Uma amiga me convenceu à colocar aqui uma amostra dos contos que escrevo. Considero-os ainda em construção, pois uma outra amiga, ainda não fez a revisão gramatical e ortográfica deles para mim (afinal, não sou perfeita), mas de qualquer forma é um meio de tê-los guardado em algum lugar, além de onde os coloco, pois vivo perdendo-os.
O
ônibus estava lotado e ela ia abrindo caminho por entre as pessoas, com uma
ladainha de “Com licença!” e “Me desculpe!”. Até que, perto dela, finalmente, o
paraíso: um lugar vago. Ela se sentou com sua mochila e seu fone no ouvido.
Procurava se distrair durante a viagem monótona, ouvindo música. Enquanto isso,
olhava o rosto dos demais passageiros. Em cada um, via uma imagem diferente.
De
repente, viu o motorista e algo aconteceu: foi como se a mágica inundasse a
viagem entediante... Ela era uma garota sonhadora, que gostava muito de ler,
principalmente romances de época. E o rosto do motorista levava sua imaginação
à um mundo de sonhos.
O
motorista deste ônibus possuía um rosto singular: de formato quadrangular, com
olhos bem traçados; um nariz reto, na medida certa; lábios perfeitos; um queixo
um pouco destacado, mas forte, másculo, viril; olhos castanho-escuros que
contrastavam com os cabelos louros e levemente cacheados. Tudo isto, recoberto
por uma pele lisa, sem imperfeições e muito clara. O pescoço era forte e
proporcional à cabeça. O tronco era másculo, de ombros largos e quadris
estreitos.
A
imagem deste homem inspirava a mente criativa e sonhadora da garota. Era um
rosto perfeito! Se ela fosse uma escultora, gostaria de esculpi-lo e guardar
toda aquela perfeição para a eternidade. Ele tinha um perfil... perfeito! Ela
não conseguia pensar em outra palavra que não fosse esta.
Não
era o que se poderia chamar de um típico rosto brasileiro, não. Era um tipo de
rosto europeu. Ela tinha vontade de poder esculpir um busto deste homem.

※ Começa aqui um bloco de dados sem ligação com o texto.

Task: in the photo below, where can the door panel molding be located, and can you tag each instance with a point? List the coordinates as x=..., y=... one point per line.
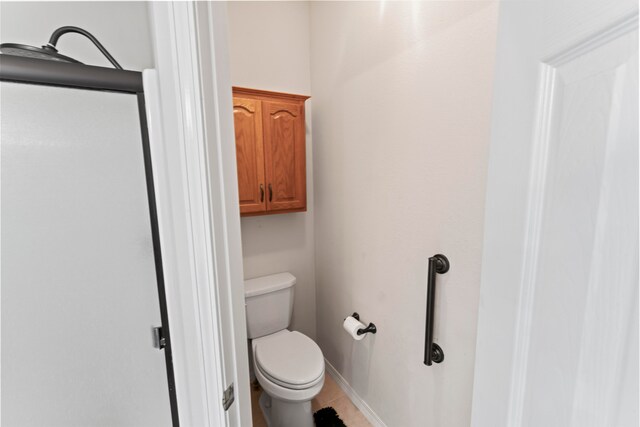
x=542, y=139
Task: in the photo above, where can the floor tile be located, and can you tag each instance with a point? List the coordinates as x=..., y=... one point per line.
x=330, y=395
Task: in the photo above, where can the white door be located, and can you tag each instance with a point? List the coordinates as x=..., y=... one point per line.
x=79, y=290
x=558, y=325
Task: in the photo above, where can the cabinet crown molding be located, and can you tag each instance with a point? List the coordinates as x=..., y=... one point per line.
x=261, y=94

Conseguia imaginá-lo com roupas gregas, andando diante do Areópago, discutindo
com outros homens.
Mas
o que lhe caía à perfeição, era imaginá-lo como um típico lorde inglês. Isto
lhe caía como uma luva. Ela o via com roupas dos séculos XVIII ou XIX,
cavalgando pelos arredores do castelo, caçando, ou dançando em bailes com a
máscula discrição inglesa, ou sentado numa sala de seu pequeno castelo, jogando
com os amigos. Parecia ter saído das páginas de um romance inglês e seria um
personagem perfeito de Jane Austen.
Os
devaneios dela foram despertados pela cigarra do ônibus, que tocou forte, e
percebeu, de repente, que era seu ponto. Nossa! Quase o deixava para trás! Como
a viagem fora tão rápida desta vez? Agradeceu ao motorista, como sempre fazia e
desceu.
Mas
a imagem dele a perseguia. Agora entendia melhor o que se dizia a respeito de
pintores e escultores: que quando encontravam um modelo ideal, a imagem deste
se tornava uma obsessão, até que conseguissem transplantá-la para a tela ou a
pedra.
Passou
a esperar, com ansiedade, o ônibus da linha em que ele trabalhava. Começou a
utilizá-la mais vezes. E muitas vezes, encontrava-o dirigindo o ônibus. Eram
minutos mágicos, em que ela criava enredos de romances britânicos em sua mente
ou visualizava os que conhecia, encaixando a imagem dele entre os personagens.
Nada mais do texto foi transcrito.